Sam, les BS devraient être les derniers à être coupés.

Avant de couper chez les plus pauvres, fais donc le ménage dans toutes les subventions aux entreprises méga-lucratives qui servent à dorloter les plus riches. Va faire le ménage dans les comptes de dépenses de tes ministres. Va faire le ménage dans la corruption.

Quand tu parles en mon nom, tu peux dire : « Les contribuables québécois veulent que la corruption cesse, que les grosses entreprises paient leur impôt comme eux, que les primes de départ cinq fois plus grosses que le salaire annuel moyen cessent. »

Quand tu parles en mon nom, tu peux dire : « Les contribuables souhaitent mettre fin aux paradis fiscaux où des millions s'envolent en impôts impayés.
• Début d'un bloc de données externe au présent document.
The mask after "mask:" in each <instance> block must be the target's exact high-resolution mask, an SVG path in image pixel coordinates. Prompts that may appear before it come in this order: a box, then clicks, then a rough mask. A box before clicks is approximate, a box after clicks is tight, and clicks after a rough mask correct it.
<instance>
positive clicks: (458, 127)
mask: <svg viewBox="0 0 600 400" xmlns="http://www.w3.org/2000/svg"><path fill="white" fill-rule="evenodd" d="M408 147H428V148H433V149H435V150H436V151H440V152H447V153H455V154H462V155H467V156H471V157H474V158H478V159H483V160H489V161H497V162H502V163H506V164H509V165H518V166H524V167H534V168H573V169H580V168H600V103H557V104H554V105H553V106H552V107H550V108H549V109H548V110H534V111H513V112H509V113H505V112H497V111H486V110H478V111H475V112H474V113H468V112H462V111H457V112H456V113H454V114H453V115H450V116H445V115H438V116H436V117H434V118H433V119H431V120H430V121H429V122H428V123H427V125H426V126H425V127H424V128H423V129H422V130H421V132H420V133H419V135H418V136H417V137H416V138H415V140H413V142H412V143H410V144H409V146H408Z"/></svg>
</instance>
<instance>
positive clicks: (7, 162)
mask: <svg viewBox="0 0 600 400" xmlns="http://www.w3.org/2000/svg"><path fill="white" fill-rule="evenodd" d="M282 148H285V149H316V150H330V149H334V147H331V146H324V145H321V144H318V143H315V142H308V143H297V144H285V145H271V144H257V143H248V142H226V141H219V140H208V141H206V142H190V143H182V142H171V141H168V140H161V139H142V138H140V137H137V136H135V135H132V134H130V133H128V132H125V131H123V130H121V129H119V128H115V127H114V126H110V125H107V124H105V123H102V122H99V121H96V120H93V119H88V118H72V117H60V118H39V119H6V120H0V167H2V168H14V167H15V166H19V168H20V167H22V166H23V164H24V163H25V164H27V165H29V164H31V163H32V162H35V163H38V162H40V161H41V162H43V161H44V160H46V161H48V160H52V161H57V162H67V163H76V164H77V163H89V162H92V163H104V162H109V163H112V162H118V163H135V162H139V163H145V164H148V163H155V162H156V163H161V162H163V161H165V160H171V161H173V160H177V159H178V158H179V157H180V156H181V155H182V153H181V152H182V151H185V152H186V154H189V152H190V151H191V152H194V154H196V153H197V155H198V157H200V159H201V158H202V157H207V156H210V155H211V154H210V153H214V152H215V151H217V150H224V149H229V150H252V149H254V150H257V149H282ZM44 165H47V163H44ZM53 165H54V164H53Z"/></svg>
Les contribuables québécois moyens en ont plein le cul de payer et que les plus riches s'en sauvent. »

Quand tu parles en mon nom, tu peux dire : « Les contribuables québécois veulent des programmes pour aider les plus pauvres. Les Québécois veulent que les riches paient leurs impôts pour réinvestir en santé et en éducation. Les contribuables sont écœurés de voir leurs services coupés quand on gaspille les fonds publics avec de la corruption et des contrats faramineux. »

Ça mon Sam, c'est parler en mon nom. Rappelle-toi en.